I'm currently mentoring some young (adult) programmers and preparing some coursework for them, and I've always been confused by how much difficulty beginners have with "just" searching for solutions to their problems online. (I put "just" in quotes there because I realise that it's actually difficult for them.)

This leads to a lot of situations where they'll ask me things and I'll literally just send them one of the top 5 duckduckgo results that I find on a quick search, which is usually exactly what they need. Besides creating learning bottleneck (i.e. if I am otherwise busy they could be left waiting too long), I worry that they won't develop the independence to find the solutions themselves in the future.

But I definitely don't want to tell them to "Just Google DDG it" or RTFM. Not because I don't think they actually should, just because I think they might take that as some sort of insult or think that I'm not interested in helping (when in fact I'm always more than happy to help even with trivial stuff like this).
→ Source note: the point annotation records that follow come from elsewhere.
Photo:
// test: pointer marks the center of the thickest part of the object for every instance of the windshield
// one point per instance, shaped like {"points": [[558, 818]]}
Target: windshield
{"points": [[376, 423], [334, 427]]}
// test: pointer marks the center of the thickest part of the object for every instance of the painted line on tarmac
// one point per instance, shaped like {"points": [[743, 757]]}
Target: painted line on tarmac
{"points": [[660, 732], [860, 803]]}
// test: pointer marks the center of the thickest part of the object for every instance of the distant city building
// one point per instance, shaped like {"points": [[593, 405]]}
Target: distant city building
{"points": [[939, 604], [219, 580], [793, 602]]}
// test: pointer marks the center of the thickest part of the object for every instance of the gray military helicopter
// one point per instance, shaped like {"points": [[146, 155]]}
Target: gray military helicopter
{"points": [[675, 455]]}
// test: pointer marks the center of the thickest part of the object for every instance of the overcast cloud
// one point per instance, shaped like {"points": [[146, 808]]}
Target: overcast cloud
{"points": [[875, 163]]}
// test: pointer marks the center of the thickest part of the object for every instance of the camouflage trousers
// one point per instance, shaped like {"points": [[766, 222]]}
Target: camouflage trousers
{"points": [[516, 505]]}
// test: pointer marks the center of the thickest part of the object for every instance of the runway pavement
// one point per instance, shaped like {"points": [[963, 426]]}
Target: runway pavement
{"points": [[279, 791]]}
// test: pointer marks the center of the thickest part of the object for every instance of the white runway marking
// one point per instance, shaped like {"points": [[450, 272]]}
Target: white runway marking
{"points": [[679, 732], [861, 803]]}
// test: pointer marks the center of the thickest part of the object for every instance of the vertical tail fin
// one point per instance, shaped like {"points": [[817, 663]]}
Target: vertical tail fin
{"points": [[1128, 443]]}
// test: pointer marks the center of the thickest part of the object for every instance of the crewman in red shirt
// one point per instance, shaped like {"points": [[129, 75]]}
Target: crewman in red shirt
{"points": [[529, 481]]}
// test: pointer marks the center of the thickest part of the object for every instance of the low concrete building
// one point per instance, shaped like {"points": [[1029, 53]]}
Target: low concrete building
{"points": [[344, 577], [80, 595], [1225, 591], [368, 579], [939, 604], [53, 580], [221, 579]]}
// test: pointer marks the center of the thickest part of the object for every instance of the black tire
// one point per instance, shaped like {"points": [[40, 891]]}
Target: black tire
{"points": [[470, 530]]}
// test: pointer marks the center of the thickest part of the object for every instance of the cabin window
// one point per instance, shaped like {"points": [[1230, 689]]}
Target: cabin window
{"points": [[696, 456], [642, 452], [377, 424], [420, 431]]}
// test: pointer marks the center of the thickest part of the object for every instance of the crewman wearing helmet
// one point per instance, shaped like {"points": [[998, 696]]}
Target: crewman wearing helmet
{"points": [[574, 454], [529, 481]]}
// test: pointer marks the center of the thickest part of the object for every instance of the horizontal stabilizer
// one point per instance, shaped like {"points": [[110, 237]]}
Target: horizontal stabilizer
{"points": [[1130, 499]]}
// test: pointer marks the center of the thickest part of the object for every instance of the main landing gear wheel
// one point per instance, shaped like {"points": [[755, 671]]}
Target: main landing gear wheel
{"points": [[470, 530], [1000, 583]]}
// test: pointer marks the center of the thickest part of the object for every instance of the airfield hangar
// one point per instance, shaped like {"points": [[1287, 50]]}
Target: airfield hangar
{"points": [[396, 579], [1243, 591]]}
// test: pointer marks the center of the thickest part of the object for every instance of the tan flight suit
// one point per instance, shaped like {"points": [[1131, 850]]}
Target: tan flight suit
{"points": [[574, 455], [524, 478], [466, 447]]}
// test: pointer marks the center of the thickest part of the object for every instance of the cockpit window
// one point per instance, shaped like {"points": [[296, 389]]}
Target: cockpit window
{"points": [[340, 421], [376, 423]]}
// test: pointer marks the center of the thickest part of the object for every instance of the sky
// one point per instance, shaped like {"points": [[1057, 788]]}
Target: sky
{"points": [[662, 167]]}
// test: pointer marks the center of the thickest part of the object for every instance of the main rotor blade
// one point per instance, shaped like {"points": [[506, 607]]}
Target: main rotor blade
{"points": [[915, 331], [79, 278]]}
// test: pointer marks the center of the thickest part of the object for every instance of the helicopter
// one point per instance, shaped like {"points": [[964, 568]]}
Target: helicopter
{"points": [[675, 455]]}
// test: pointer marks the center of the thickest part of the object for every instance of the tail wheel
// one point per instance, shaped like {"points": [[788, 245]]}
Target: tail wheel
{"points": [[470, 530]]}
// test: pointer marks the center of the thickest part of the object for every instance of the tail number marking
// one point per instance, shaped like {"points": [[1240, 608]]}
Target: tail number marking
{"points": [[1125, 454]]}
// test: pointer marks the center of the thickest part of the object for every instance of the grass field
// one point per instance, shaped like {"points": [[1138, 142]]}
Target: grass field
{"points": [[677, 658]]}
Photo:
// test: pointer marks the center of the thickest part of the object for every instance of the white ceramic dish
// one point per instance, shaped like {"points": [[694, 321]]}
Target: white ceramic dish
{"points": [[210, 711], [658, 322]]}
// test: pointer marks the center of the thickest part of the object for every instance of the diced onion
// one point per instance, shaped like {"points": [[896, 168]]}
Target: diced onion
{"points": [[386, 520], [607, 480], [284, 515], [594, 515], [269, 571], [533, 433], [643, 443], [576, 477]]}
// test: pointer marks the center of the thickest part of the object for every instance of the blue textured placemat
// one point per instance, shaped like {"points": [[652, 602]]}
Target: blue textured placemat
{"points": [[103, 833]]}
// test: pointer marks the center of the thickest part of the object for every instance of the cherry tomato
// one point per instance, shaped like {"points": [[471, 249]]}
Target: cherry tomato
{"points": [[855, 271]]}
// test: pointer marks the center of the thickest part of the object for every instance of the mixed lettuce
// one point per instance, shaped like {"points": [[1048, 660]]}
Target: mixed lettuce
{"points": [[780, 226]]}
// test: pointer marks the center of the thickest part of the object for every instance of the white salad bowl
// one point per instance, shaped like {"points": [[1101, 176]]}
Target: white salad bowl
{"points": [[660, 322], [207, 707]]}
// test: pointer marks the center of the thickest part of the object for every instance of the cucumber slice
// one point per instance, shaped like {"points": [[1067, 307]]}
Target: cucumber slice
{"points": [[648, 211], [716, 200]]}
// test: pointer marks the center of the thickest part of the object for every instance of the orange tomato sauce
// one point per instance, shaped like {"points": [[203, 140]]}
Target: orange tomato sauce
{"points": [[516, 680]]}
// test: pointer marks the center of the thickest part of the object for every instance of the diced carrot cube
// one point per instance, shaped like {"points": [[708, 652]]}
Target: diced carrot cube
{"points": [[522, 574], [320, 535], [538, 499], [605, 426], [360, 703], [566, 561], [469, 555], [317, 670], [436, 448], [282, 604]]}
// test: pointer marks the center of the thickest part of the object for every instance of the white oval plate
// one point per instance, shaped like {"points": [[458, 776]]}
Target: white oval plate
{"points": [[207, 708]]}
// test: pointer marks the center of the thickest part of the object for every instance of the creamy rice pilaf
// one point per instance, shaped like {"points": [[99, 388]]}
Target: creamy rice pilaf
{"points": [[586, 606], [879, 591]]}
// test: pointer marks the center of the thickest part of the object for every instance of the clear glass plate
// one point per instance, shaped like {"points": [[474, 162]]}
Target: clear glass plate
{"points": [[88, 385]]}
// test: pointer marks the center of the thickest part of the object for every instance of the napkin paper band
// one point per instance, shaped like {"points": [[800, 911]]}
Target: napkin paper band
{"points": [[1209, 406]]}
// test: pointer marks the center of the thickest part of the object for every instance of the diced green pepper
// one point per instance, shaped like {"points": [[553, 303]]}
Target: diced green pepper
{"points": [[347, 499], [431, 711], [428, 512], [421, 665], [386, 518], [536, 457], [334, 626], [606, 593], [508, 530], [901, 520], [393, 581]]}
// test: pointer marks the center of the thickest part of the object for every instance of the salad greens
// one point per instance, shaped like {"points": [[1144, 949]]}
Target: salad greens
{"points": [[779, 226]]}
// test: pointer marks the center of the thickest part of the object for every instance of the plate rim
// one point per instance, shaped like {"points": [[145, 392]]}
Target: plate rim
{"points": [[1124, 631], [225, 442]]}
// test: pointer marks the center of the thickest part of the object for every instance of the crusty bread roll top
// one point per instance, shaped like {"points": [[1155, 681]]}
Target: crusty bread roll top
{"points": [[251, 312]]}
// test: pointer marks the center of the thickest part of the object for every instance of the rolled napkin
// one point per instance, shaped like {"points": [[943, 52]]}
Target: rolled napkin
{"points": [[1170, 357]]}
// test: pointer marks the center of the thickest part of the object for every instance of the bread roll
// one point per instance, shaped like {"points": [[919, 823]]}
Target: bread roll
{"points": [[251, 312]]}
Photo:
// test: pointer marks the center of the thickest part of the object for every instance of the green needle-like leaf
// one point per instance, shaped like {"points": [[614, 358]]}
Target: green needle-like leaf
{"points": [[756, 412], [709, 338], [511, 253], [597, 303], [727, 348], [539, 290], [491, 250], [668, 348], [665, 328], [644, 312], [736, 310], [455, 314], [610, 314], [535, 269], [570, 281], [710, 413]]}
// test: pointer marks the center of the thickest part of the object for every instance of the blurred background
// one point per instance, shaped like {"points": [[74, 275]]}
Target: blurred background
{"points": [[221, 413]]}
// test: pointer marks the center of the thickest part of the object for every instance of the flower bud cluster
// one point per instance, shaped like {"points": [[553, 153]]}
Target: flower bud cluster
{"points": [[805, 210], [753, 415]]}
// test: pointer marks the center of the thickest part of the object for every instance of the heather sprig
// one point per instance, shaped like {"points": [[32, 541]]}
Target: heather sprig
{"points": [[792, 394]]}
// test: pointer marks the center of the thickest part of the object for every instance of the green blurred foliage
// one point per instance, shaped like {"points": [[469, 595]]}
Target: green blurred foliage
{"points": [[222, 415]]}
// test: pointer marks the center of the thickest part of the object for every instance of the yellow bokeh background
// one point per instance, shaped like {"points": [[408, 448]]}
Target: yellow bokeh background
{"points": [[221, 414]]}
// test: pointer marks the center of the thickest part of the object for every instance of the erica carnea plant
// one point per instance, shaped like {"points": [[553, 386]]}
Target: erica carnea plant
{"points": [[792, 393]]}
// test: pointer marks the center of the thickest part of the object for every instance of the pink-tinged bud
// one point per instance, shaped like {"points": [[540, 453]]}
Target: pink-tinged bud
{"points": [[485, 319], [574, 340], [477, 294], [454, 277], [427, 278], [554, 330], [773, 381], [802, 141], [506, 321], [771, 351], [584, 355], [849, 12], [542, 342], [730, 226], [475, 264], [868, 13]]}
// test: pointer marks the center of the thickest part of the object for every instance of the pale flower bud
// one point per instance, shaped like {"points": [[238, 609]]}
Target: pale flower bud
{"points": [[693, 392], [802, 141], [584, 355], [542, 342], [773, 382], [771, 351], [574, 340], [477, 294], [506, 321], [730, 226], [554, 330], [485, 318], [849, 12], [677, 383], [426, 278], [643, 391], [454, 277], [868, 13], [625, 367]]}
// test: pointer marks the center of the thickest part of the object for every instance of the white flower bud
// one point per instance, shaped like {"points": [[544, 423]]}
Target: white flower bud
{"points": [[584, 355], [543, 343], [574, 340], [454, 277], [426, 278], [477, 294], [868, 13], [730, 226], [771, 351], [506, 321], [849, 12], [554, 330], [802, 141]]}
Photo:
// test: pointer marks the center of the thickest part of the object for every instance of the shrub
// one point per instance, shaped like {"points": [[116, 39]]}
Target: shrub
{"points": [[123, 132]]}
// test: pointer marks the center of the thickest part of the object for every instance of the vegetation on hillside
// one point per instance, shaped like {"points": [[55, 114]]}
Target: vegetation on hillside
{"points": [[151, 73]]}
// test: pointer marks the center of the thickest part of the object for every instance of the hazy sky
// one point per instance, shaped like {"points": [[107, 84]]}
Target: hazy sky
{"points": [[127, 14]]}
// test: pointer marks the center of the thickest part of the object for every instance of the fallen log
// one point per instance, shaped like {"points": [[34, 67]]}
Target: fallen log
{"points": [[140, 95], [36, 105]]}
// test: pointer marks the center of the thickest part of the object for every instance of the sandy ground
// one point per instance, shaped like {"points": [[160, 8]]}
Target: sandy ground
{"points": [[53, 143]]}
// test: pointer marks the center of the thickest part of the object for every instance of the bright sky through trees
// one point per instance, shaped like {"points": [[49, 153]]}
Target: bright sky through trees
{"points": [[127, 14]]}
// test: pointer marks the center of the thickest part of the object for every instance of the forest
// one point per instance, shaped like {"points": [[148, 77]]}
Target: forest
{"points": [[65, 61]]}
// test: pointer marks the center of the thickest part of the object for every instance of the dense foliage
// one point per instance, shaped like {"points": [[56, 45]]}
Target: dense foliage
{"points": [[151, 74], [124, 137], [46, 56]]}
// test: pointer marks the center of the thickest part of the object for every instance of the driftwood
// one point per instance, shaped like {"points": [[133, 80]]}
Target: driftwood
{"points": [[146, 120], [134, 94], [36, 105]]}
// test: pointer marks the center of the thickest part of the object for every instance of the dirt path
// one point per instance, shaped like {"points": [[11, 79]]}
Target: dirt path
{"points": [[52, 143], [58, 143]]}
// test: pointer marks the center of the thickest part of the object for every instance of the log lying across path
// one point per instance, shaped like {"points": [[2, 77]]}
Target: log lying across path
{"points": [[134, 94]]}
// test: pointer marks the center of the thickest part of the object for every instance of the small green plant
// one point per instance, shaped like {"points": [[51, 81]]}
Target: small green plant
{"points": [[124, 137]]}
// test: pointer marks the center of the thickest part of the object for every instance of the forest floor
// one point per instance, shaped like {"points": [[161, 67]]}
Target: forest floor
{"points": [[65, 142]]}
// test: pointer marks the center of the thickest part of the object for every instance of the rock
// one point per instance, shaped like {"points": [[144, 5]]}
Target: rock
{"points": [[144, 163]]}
I recognise that one part of the problem is that they're not all comfortable with their English, and native language search results are usually not very good. But I reckon there's more to it that I'm just failing to understand, and if I don't even properly understand the problem, I won't be able to come up with a proper solution. I don't think this is a local issue, so I believe others here might have encountered this in the wild too and understand it better than me.

What am I missing here?

Edit: Great comments all around, I'll ponder all the suggestions and insights here and see what I can do. Thanks comrades!

  • Maoo [none/use name]
    ·
    11 months ago

    Three things to focus on:

    1. They might not know how to Google for research purposes. You can teach them how to do this and check stack overflow given a question. You'll want to do this as an intentional lesson not as replies to messages.
    2. Knowing what to search for requires a baseline of knowledge they may not have and don't have the time to pick up through self-teaching during the period of your course. You probably self-taught many things, but was it all while also working 30 hours per week and taking courses?
    3. What are the things they'd need to search for? Why aren't they part of your course materials? Algorithms, databases, installing/configuring software, etc should really be provided by the teacher. Many CS courses are terribly taught because they assume every student is already very good with unix-ie administration, installing libraries, setting up an IDE, and so on. Despite this, those same programs offer no resources for learning those things and don't even advertise that they're required to succeed. These are probably things you should front-load for the first two weeks or so.